The edible or fat dormouse provides us with one of the best-known examples. Behind the expression “to sleep like a dormouse” lies one of the most extraordinary feats of nature. 

 

 

A hibernating dormouse awaits the warm weather

 

 

Thanks to the abundance of food in the autumn – when the entire forest becomes an enormous pantry – our little protagonist greets the winter with fully stocked body fat reserves. These stores will provide the animal with the necessary energy to survive until spring without ingesting food. Any miscalculation would have fatal consequences. 

 

So while the countryside freezes over and snow blankets the landscape, the dormouse sleeps the deepest and longest of slumbers nestled into the comfort of its den, on a bed of dry leaves and curled into the warmth of its own tail.

 

L'Aranyó estate, a Familia Torres property, during the Filomena snowstorm (January 2021)

 

 

During hibernation, the small mammal’s organism halts some of its most basic functions: the kidneys gradually reduce their activity to retain the greatest amount of liquid, the heart rate decreases until it is but a slow, barely discernable beat, respiration adapts accordingly until it too becomes imperceptible. 

 

Lymph accumulates in the blood vessels, and the body temperature – no longer regulated – descends to the ambient temperature of the den where the animal is hibernating. During the deepest stage of hibernation, the brain enters a disconnection phase where it only controls the most critical functions.
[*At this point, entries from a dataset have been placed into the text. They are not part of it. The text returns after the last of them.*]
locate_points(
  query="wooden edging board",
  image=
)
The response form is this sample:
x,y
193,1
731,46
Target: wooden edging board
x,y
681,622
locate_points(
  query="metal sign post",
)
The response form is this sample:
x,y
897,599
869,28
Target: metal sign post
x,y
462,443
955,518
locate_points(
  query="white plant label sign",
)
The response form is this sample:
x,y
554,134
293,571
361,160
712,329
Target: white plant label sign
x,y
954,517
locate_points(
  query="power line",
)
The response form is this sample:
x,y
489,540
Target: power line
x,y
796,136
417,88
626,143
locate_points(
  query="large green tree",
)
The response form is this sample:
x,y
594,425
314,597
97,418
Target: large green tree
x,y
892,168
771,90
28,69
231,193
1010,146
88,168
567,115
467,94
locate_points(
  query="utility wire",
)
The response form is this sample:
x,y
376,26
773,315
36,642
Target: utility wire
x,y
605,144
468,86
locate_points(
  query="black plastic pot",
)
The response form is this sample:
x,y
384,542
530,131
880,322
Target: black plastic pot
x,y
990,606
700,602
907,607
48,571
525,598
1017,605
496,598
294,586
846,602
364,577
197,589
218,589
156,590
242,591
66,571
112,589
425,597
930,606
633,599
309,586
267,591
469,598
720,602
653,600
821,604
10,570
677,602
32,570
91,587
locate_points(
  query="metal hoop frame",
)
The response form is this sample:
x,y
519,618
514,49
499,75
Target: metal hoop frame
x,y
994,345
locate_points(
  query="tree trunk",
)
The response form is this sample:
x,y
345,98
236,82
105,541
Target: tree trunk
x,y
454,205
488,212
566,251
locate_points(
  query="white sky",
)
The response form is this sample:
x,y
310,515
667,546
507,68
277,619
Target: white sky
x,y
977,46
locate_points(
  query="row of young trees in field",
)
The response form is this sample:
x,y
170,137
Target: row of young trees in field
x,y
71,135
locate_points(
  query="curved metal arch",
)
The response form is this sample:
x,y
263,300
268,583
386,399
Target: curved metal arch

At the same time, high molecular weight substances located in the cellular tissue are responsible for protecting the tissue and preventing it from freezing.

 

Biologists maintain that at this point, dormice can reach a body temperature of almost zero degrees Celsius, with their heart rate dropping from 300 beats per minute – the norm in springtime – to just five. 

 

The decrease in life energy is such that if we were to surprise one of these beautiful, delicate little animals during their winter slumber, we would assume it was dead. In a way that is what hibernating is about – dying ever so slightly to later live again. 

 

The dormouse, a common sight around the vineyards


 

The bare, leafless vines pursue a similar strategy in the middle of the harsh winter, as they lie dormant, frozen and covered in snow. It is hard to imagine that they will produce green shoots and bring us grape clusters come summer. But under these extreme conditions, the vine – like the dormouse – slumbers, hoping to reawaken and offer us its succulent fruit.